Transmission credits will be addressed by next June | Norton Rose Fulbright
Independent generators pay the cost of connecting their power plants to the local utility grid. This is the only way to get their electricity to market. Interconnection usually involves constructing not only a radial line to hook into the grid, but also improvements to the grid so that it can accommodate output from another power plant.
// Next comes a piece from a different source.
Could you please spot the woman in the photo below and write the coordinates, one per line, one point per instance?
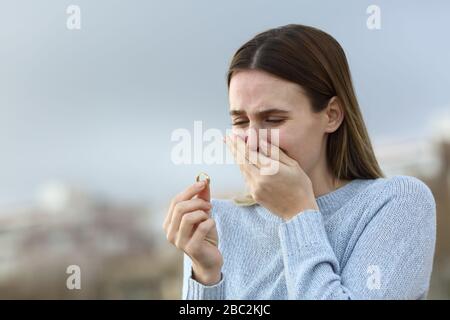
(326, 224)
On July 23, the Federal Energy Regulatory Commission adopted a model interconnection agreement that all generators and utilities will be expected to use in the future. Under this agreement, utilities will be allowed to ask generators to advance money for grid improvements — called “network upgrades” — but the utilities must repay the advances within five years with interest. FERC said the cost of network upgrades is more appropriately borne by all users of the grid rather than individual generators. Some utilities, like Entergy, had already been awarding generators “transmission credits” that they can work off against future wheeling charges or receive back in cash. FERC has also ordered some utilities to repay amounts they collected in the past from generators for network upgrades, even though the utility had not promised the generator a refund when the parties signed their interconnection agreement.
Utilities want the Internal Revenue Service to confirm that they do not have to report advances from generators for network upgrades as taxable income.
The IRS issued one private ruling to that effect in late February, but then stopped issuing any further such rulings. It has “10 or 12” ruling requests stuck in the queue, according to an IRS official. The problem is not necessarily that the IRS believes utilities have income — the generators insist they are merely lending money to the utilities — but rather that anything the IRS says on the issue might come back to haunt it in other areas of the tax law. The IRS says it generally refrains from ruling on whether arrangements are loans.
The power industry met with senior IRS and Treasury officials about the issue in July, and the issue has now been put on the latest IRS business plan. The IRS commits each July to a list of issues that it will address in the coming year. The industry hopes this one will be addressed soon. Some generators have large tax deposits or letters of credit tied up with utilities pending resolution of the issue.
In a related development, the Federal Energy Regulatory Commission ordered the New England Power Company to drop its demand that AES post security to ensure payment of any future taxes that might be triggered on the electric intertie for the Londonderry project in New Hampshire. Under US tax rules, a utility should not ordinarily have to pay taxes on interconnection payments from an independent generator that the utility is allowed to keep. However, it is possible for a tax to be triggered in certain circumstances in the future. AES agreed to indemnify the utility for any such future taxes. The utility also wanted AES to post security to ensure payment of the indemnity. FERC said in an order issued on June 27 that the utility could not require the security.
In another development, the IRS said in a private ruling made public in June that a tax is not triggered in the future merely because the power plant lost its status as a “qualifying facility,” or QF. The ruling is PLR 200324037.